Raphaël Navarro et Valentine Losseau sont, avec Clément Debailleul, les co-fondateurs de cette compagnie et chefs de file de la magie nouvelle. En préambule de leur Manifeste pour une magie nouvelle, «L’art, disent-ils, crée des doutes, questionne nos perceptions et nos certitudes ; il travaille sur notre identité. Quand le déséquilibre du réel est pensé comme un enjeu artistique, la magie s’éloigne du divertissement pour devenir un vecteur d’expression, d’esthétique et de technique.» Ce mouvement né en France en 2002 compte aujourd’hui une centaine d’adeptes. «A sa source, disent ses initiateurs, une envie de se débarrasser de certains codes et de poser un nouveau regard sur le monde par le biais des différents éléments issus du cirque, de la magie traditionnelle et des nouvelles technologies. »
Leur cabaret holographique s’inscrit dans cette veine mais, dans la situation actuelle, il apparaît aussi comme un pied-de-nez humoristique aux multiples captations de spectacle que l’on peut regarder chez soi. Il rassemble le public pour rencontrer l’absence-présence des artistes, boutés hors des théâtres. Et dans une année qui a vu une rapide dématérialisation des rapports entre les gens, ces figures spectrales, confinées dans les ordinateurs de la régie, surgissent comme des diables hors de leur boîte, avec un petit air de mélancolie.
Faisant fi des interdits, Valentine Losseau et Raphaël Navarro inventent ici un nouveau mode de représentation, à l’instar des acteurs d’Édimbourg, bannis par les Calvinistes au XVI ème siècle ou de ceux qui, en France au siècle suivant, n’avaient pas le droit de parler sur scène: un privilège réservé à la Comédie-Française. «On s’est plongé dans l’histoire des interdictions, précise Raphaël Navarro. Ainsi s’inventèrent le cabaret, le gromelot, les spectacles de marionnettes, la distribution de textes écrits au public…»

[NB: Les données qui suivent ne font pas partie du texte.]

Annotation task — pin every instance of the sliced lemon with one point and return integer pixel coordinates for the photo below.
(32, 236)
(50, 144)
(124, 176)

Autre innovation: La Veilleuse est à géométrie variable et on peut adapter les échelles aux lieux, dit le metteur en scène. Le spectacle se décline en trois formats : l’un pour plateau, en taille réelle, qui fera la réouverture du Cent Quatre dès que possible. La version, dont nous avons vu un extrait de vingt-cinq minutes, a été conçue pour de petites salles et c’est un modèle castelet de 2 m x 2 m pour jouer dans les hôpitaux, les E.H.P.A.D., les prisons… De plus, il s’inscrit dans une économie nouvelle: vendu à la journée, il peut être représenté plusieurs fois, ce qui peut même avec une jauge limitée «covid» toucher un grand nombre de spectateurs et renflouer la billetterie.
Les artistes prestigieux rassemblés par magie dans ce cabaret virtuel nous offrent des numéros d’une densité telle qu’on en oublierait leur absence! Et à la fin, nous les voyons saluer… holographiquement. De cette période étrange qui les a mis hors scène, ils pourront longtemps encore témoigner, au-delà de leurs retrouvailles avec le public. Puisse cette sentinelle, comme on appelle aussi la servante, veiller sur l’avenir bien incertain du spectacle actuel !
Mireille Davidovici
Représentation pour les professionnels vue au Cent Quatre, 5 rue Curial, Paris (XIXème) T. : 01 53 35 50 00.